Женщины, сидевшие на скамейке неподалеку, с немым упреком смотрели на них, приоткрыв рты. Дети, скрытые в темноте подъездов, тихонько хихикали.
— Пойдем ко мне, — сказал Боян.
— Лучше не надо. Я волнуюсь — знаешь, у меня задержка, мы наверно увлеклись и не посчитали, попали в опасные дни.
— Я очень тебя люблю.
— И вообще, у нас есть о чем поговорить, — сказала Майя, легко выскальзывая из его объятий. — За неделю так много всего произошло. Боюсь, что дела, как говорится в американских фильмах, вышли из-под контроля.
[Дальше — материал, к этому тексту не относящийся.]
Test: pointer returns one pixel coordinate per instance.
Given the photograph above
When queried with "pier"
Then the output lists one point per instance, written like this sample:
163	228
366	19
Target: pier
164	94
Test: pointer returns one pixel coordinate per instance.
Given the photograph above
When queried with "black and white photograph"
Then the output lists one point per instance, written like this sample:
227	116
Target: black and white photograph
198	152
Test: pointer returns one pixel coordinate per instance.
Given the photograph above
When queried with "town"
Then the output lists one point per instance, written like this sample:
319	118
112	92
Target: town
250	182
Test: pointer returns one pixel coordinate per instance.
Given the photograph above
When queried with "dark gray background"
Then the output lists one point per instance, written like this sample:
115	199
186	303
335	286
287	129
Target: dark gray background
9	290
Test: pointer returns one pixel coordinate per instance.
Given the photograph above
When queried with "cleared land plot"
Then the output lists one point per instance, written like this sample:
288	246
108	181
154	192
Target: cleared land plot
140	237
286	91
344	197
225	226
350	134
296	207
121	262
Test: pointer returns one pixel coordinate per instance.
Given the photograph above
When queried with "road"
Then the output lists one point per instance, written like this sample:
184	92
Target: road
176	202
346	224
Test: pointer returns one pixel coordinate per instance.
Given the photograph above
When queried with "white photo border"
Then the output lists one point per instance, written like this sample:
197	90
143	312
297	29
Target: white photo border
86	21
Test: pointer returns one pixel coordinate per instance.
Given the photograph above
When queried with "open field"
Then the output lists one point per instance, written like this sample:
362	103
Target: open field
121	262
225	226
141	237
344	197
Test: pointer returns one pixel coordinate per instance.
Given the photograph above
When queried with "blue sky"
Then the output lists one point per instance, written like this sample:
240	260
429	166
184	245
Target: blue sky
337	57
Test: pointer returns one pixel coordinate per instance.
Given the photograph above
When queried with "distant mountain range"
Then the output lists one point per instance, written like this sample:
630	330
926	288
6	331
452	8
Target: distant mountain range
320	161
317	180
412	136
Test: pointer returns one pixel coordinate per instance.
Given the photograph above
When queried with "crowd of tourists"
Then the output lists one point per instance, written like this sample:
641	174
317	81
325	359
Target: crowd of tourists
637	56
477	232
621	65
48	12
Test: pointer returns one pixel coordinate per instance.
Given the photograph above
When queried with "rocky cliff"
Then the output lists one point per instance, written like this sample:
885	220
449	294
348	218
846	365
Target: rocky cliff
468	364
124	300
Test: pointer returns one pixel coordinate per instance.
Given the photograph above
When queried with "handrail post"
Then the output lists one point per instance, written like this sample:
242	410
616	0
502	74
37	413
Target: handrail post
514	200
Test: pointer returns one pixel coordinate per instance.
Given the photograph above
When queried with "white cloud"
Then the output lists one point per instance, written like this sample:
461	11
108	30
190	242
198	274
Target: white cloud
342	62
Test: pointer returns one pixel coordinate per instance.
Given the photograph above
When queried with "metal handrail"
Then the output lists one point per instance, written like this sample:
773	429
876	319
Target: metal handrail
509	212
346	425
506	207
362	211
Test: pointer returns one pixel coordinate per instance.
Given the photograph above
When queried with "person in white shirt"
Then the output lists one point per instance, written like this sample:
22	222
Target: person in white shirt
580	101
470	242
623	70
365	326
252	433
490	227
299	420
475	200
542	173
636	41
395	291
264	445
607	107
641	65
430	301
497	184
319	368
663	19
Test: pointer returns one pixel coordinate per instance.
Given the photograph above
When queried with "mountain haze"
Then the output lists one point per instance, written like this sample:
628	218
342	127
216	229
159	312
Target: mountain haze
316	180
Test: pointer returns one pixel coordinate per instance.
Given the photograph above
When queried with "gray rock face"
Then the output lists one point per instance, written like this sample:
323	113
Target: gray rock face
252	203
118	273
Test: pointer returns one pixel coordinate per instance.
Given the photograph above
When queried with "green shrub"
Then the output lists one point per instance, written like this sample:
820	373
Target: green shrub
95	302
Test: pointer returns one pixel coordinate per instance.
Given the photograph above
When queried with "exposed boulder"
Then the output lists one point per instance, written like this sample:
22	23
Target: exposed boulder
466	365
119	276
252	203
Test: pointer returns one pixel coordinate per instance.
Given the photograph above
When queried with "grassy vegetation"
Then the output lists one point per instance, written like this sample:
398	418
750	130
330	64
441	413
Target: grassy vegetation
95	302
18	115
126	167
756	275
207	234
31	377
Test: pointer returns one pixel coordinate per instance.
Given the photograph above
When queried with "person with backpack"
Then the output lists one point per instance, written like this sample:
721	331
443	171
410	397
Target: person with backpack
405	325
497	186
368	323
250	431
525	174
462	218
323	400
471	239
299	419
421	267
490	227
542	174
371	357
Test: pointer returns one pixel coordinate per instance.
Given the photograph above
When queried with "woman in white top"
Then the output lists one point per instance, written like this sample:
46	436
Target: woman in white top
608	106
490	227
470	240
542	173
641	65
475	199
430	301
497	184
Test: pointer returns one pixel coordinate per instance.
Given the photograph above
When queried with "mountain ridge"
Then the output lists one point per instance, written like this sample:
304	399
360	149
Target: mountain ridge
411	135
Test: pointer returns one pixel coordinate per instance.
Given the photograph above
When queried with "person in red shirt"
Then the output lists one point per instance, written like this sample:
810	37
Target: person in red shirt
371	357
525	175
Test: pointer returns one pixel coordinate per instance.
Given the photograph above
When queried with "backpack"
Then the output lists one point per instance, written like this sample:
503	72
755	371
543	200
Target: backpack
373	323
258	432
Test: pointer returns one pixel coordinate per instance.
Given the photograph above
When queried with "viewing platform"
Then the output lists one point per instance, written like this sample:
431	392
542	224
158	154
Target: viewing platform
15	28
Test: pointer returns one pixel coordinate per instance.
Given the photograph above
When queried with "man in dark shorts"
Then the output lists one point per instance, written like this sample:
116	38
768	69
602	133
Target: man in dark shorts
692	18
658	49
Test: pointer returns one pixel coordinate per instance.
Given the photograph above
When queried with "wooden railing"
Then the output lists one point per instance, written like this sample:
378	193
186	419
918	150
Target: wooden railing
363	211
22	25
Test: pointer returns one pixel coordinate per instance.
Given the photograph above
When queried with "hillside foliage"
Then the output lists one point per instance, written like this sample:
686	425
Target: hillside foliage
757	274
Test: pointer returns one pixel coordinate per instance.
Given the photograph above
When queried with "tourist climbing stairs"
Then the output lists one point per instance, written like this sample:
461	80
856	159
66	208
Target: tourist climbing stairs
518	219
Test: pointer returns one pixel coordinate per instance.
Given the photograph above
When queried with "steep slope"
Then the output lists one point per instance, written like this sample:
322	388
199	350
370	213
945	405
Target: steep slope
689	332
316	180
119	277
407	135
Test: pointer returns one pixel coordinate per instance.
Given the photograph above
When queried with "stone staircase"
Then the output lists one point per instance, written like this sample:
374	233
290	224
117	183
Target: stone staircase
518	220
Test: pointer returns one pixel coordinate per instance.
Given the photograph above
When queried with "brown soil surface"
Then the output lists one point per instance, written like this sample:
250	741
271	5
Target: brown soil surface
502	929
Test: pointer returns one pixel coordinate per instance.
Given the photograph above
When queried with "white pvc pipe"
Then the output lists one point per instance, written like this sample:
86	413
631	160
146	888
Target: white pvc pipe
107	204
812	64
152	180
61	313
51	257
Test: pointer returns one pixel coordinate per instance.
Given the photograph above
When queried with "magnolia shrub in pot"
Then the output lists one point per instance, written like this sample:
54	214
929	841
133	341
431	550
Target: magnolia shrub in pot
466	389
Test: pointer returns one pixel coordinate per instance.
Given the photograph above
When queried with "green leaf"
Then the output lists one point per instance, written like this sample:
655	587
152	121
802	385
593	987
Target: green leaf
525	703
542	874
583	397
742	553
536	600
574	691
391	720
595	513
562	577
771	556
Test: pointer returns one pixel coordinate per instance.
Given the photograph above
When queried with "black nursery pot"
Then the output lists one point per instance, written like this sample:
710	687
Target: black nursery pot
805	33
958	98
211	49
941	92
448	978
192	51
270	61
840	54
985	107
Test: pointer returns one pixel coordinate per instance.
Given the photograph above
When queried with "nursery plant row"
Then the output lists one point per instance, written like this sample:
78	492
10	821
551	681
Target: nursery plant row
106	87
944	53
Они медленно пошли по бульвару, держась за руки; машины, ехавшие в том же направлении, освещали их со спины, отбрасывали перед ними тени, на мгновение удлиняя их, а потом расщепляли на пучки вместе с другими тенями. Во всем городе бился вечерний пульс — быстрый, несколько лихорадочный, с удивительными синкопами; он потерял рациональность утренней спешки: теперь в его ритме было нечто непредсказуемое, случайное, бесноватое. Были моменты, когда машины скапливались с беспокойным шумом, роились на перекрестках; потом случалось, что не было ни одной; с некоторых улиц доносился гомон молодежи, собравшейся перед кафе; на других — было темно и тихо. Правила дня больше не действовали: город преображался, отбрасывал свою деловитую серьезность, в его легко сменяемом убранстве появлялось что-то ярмарочное и карнавальное.
Они свернули в летнее кафе; не все столики еще были заняты, но несколько веселых компаний уже громко болтали; атмосфера становилась все теплее.
— Что ты думаешь о пиве и кебабе? — спросил Боян.
— И чтобы много лука, — ответила Майя, — но только потом без поцелуев.
Пока они ждали заказанное, Боян рассказал Майе о событиях в Париже — о дневнике полковника де Розалье, ночном нападении, посещении запасников Лувра.
— Здесь было не менее драматично, — начала Майя. — Сначала этот сумасшедший Коле со статьей в «Вечерних новостях», еще в тот день, когда ты уехал. А потом случилась настоящая неразбериха. Да, вчера я встретила Максуда. Думаю, он некоторое время следил за мной. Он искал тебя, чтобы поговорить. Когда я сказала, что ты за границей, он впал в полное отчаяние. Хватался за голову, ругался, говорил, что он пропал, что теперь у него нет жизни и так далее. Восточные преувеличения.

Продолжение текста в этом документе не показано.